Indian insurer IFFCO Tokio General Insurance has revealed it used AI software to uncover and stop fraudulent claims from hospitals under the mass health insurance scheme known colloquially as "Modicare".
Senior executive director of IT Seema Gaur told a H2O World India summit last month that it had observed possible - and actual - fraudulent claims being submitted by a small number of remote hospitals under the scheme.
The scheme is formally known as Pradhan Mantri Jan Arogya Yojana (PMJAY) or Ayushman Bharat, and is a government-sponsored health service delivered in collaboration with insurers that provides free care to India’s poorest citizens and families.
Gaur said IFFCO Tokio received 1200 claims per day under the scheme, which were reviewed and adjudicated by a team of 10 doctors.
Within “four-to-five months”, Gaur said an internal audit team had uncovered claims that contained duplicate support materials, such as pictures of a patient or specimen removed during surgery, pathology reports or prescriptions.
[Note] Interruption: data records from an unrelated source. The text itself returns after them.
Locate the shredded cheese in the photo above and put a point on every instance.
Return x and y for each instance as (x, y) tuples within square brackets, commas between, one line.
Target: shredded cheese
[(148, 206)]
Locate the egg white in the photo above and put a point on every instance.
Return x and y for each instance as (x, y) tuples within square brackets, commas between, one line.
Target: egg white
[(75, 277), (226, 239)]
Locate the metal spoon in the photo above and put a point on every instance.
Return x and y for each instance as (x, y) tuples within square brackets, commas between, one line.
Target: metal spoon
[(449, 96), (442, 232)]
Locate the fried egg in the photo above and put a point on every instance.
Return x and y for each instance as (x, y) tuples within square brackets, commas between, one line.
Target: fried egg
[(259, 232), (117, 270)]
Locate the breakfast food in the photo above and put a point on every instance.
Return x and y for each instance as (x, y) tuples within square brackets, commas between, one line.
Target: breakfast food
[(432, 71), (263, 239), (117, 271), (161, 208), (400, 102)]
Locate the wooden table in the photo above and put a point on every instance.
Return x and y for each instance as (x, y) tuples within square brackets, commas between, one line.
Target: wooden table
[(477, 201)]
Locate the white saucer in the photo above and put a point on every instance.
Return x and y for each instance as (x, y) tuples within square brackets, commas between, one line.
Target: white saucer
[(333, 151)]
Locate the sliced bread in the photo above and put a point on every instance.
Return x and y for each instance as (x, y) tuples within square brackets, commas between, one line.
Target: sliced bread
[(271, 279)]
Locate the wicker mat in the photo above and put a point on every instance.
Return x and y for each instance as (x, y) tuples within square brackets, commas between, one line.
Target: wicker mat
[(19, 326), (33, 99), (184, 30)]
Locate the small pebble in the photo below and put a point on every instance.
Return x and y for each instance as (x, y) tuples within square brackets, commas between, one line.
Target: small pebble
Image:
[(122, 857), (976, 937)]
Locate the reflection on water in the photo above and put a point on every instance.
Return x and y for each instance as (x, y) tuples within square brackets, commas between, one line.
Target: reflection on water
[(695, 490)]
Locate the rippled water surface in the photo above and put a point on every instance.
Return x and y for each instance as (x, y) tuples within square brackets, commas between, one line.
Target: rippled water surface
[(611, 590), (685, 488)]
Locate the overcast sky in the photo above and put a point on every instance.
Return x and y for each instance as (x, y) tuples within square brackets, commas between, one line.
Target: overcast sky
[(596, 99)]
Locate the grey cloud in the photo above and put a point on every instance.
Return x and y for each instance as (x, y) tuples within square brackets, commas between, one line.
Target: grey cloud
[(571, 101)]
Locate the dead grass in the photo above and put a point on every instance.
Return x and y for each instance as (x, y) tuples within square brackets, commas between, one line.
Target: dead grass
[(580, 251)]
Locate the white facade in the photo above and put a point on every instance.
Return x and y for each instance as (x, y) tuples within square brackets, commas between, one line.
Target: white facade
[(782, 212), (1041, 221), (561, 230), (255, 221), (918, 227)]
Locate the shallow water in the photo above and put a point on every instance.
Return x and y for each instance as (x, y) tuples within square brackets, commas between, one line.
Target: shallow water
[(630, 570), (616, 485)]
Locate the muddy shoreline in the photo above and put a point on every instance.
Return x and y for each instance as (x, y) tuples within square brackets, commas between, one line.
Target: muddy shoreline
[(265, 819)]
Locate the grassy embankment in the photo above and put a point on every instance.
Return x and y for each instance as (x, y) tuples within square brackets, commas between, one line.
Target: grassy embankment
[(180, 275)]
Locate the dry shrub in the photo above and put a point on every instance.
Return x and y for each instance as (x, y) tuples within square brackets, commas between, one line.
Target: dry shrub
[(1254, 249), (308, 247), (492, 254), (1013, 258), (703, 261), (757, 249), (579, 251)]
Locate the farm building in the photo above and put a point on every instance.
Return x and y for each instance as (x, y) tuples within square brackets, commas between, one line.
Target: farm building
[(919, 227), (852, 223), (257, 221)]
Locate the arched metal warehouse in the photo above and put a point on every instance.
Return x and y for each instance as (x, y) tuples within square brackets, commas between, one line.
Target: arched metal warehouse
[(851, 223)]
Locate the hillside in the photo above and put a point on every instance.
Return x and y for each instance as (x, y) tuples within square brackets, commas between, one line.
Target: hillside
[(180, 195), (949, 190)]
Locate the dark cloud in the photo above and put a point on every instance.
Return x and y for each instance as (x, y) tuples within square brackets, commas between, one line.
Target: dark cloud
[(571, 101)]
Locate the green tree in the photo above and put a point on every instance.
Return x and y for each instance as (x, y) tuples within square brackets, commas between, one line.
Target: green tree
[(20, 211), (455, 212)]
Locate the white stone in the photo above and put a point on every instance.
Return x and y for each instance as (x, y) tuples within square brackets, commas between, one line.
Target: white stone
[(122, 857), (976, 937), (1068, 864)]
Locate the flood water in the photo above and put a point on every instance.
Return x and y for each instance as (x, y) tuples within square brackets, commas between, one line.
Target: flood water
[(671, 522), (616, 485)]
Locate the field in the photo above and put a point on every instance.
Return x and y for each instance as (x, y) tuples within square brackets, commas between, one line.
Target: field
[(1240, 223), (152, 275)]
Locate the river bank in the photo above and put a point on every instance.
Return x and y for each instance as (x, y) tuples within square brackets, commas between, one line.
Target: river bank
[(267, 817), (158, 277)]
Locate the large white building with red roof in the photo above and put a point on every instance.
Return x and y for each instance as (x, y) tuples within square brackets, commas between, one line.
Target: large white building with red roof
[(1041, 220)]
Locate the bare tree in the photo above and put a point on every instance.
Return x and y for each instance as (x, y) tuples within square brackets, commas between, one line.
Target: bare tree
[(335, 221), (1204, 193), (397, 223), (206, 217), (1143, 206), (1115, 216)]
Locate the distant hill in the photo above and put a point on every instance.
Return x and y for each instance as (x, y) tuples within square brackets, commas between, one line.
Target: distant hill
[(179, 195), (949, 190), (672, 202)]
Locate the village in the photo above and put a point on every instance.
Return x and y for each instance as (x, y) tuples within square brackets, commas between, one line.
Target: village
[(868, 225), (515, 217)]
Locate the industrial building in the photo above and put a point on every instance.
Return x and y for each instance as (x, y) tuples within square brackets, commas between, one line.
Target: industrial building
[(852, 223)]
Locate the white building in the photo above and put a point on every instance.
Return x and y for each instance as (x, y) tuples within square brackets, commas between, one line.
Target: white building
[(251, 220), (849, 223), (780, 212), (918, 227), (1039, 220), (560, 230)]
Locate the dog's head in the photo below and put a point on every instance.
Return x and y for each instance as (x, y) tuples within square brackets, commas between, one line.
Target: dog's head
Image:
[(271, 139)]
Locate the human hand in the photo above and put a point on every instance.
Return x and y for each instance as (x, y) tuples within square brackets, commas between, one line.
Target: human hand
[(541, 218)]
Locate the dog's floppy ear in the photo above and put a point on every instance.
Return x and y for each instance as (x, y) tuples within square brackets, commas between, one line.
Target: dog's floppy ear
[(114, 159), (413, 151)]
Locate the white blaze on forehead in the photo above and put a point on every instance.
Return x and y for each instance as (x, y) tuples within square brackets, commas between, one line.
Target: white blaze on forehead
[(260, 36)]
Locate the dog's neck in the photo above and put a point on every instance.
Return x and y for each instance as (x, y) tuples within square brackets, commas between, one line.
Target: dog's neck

With the adjudication team being so small, “every doctor had to see 120 claims per day and it was practically impossible for them to go through the details and match the pictures,” Gaur said.
Tech support for doctors
IFFCO Tokio started to look at technology support for doctors in the form of artificial intelligence and signed up to use H2O.ai, a startup it had first experimented with back in 2020.
That early experiment had lapsed - it was to predict fraud instances in motor vehicle insurance claims but was stood up just prior to the pandemic starting.
The drop in vehicular traffic meant the model’s efficacy was never properly tested, and it was replaced with a “rules-based engine” later in the year.
H2O.ai’s second chance at IFFCO Tokio took until the end of 2022 to materialise, but a working model was in place quickly.
“We signed an agreement with H2O.ai in October; in November we did the pilot; and since December, it has been working very fine,” Gaur said.
When it was initially deployed against the full history of claims under the scheme, the model found 100,000 duplicated images.
Gaur recalled examples where an image of a gallbladder that was removed was shared by 50 different cases, and a single pathology report was duplicated “over 10 to 20 claims.”
“So there were people and hospitals who were cheating us, and we’d been paying them over the period,” Gaur said.
With an enormous dataset, Gaur said the insurer asked H2O.ai to break down the supporting documents filed for each claim - typically in PDF format - into different document types, such as images of specimen or patient, lab reports or handwritten documents.
Even that was unwieldy, however, and the insurer effectively drew a line and narrowed the scope of the model to provide alerts for every day from a certain point.
“We approached H2O.ai and said, ‘Give us only today’s data … because my doctors don’t have time to go through the back information. What is paid is gone. Tell me only today so I can prevent the [potentially fraudulent] payment for tomorrow.”
That produced a workable rolling dataset and insights, and Gaur said the adjudicating doctors had been “really surprised the tool could give them so much accuracy.”
Additional adjustments had since been made to the system, often at the request of doctors. The work was being performed mostly by H2O directly as well as by a partner, Easy Data Analytics (EDA), which is based out of Noida.
Gaur said she would not share a monetary amount for the amount of fraud attempts - and rejected claims - made possible through the use of the tool.
Unpacking its AI journey
More broadly, Gaur showed IFFCO Tokio’s journey with artificial intelligence, which started back in 2019.
The insurer has “hardly four or five AI engineers” of its own; Gaur said that it did not typically recruit data scientists but instead targeted “computer science freshers from colleges”. Freshers in India refers to graduates.
“We give them a platform and an environment to groom themselves [to become data scientists],” she said.
They had built some models that are used in production, notably one for renewal propensity in motor insurance, which predicted the customers who would pay or leave.
Gaur said that particular model resulted in a five percent increase in retention ratio.
“Five percent is a huge amount because we underwrite around 7 million motor policies in a year,” she said.
The insurer otherwise has leant on technology partners to get AI and machine learning (ML) projects off the ground.
It started out with AI-based damage assessment for motor vehicles, which used IBM technology.
Gaur said customers could take and submit photos of damaged vehicles, find out which parts were repairable or replaceable, get a claim estimate from the insurer, and receive payment to their bank account - within half an hour.
In 2020, the insurer collaborated with a Bangalore-based startup - not named - to apply AI-based optical character recognition (OCR) technology to invoices from workshops that handled motor vehicle repairs.
The technology helped to process invoices that were otherwise barely legible or were in .gif or .tif formats captured via a mobile phone.
This year and into the future, IFFCO Tokio intends to revive fraud analysis on motor vehicle claims, using a revamped model by H2O.ai.
The company will also target other fraud detection around motor vehicle claims, as well as quick settlement of health claims, using H2O.ai’s technology.